Orta sınıfın alım gücünün düşmesinin Türkiye ekonomisindeki büyüme temposuna da etki edeceğini söyleyen Demir, bunu şu şekilde ifade ediyor: “Türkiye ekonomisi tüketerek büyüyen bir ekonomi. Tüketmek aslında anlatıldığı kadar kötü bir şey değildir. Ne zaman kötüdür? Eğer siz o tüketime içerde üreterek cevap veremiyorsanız kötüdür. Orta sınıfın yok olması, tüketim canlığının ve talebin azalması, orta vadede Türkiye’nin büyüme temposunu yitirmesi anlamına geliyor.”

‘TÜM SEKTÖRLERDE CANLILIK AZALACAK’

İthal ürünlerden yerli ürünlere kayma olacağını belirten Demir’e göre, yerli üretim artacak. Ancak Demir, yerli üretimde yaşanacak artışı ‘başarı’ olarak görmek için alım gücüne vurgu yapıyor: “Bahsettiğiniz talep kayması ithal ürünlerden yerli ürünlere doğru ürünün kalitesi ya da farklı nitelikleri nedeniyle olsaydı, ‘çok güzel bir şey başardık’ derdik. Ama buradaki sorun, satın alma gücünün azalmasından kaynaklı talebin yön değiştirmesi... Orta sınıfın derdi, bu ürünleri alamamak değil. Yine güçleri yettiğince alacaklar.

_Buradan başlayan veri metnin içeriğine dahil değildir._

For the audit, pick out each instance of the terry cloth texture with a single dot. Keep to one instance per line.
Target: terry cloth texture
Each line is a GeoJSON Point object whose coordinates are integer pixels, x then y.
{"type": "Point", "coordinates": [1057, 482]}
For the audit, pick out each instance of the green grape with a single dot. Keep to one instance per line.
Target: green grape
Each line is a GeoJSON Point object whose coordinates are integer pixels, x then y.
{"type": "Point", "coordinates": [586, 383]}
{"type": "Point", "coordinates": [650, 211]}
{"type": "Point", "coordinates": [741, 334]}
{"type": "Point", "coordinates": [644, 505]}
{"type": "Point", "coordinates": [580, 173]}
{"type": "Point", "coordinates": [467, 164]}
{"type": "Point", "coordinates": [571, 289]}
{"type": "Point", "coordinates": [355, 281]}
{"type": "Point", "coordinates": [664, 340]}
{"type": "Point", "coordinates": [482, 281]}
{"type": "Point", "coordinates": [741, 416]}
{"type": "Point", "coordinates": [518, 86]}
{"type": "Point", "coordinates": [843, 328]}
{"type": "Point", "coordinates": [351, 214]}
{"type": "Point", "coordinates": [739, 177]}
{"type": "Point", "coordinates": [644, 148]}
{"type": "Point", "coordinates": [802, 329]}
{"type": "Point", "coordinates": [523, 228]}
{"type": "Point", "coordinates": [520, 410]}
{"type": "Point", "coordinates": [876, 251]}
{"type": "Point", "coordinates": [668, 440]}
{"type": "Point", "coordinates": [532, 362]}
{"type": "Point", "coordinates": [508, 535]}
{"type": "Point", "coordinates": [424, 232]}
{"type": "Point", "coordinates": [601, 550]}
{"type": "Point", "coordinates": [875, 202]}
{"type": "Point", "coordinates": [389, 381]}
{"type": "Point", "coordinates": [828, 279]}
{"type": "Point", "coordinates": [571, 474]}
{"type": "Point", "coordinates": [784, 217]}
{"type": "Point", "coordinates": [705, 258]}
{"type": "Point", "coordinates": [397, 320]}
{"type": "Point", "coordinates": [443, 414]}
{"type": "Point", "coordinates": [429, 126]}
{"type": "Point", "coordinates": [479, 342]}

Orta sınıf eridi ama alışkanlıkları henüz ortadan kalkmış değil. Tüketimi devam ettiriyor ama daha sınırlı sayıda satın alarak yapıyor.

İyi tarafı şu, yerli ürünlerin fiyatı daha düşük olduğu için yerli üretim artabilir. Bunun kötü tarafı da durumun sadece tek bir sektöre özgü olmayışı… Toplumda tüketme gücüne sahip sınıfın eriyor olması, budan sonraki süreçte tüm sektörlerde canlılığın azalması anlamına gelecek. Yerli ürüne yönelmeyi olumlu bulmak için bunun satın alma gücüyle beraber yaşanıyor olması lazım. Ancak biz diğer ürünleri alamadığı için buna yönelen bir kitleden bahsediyoruz.”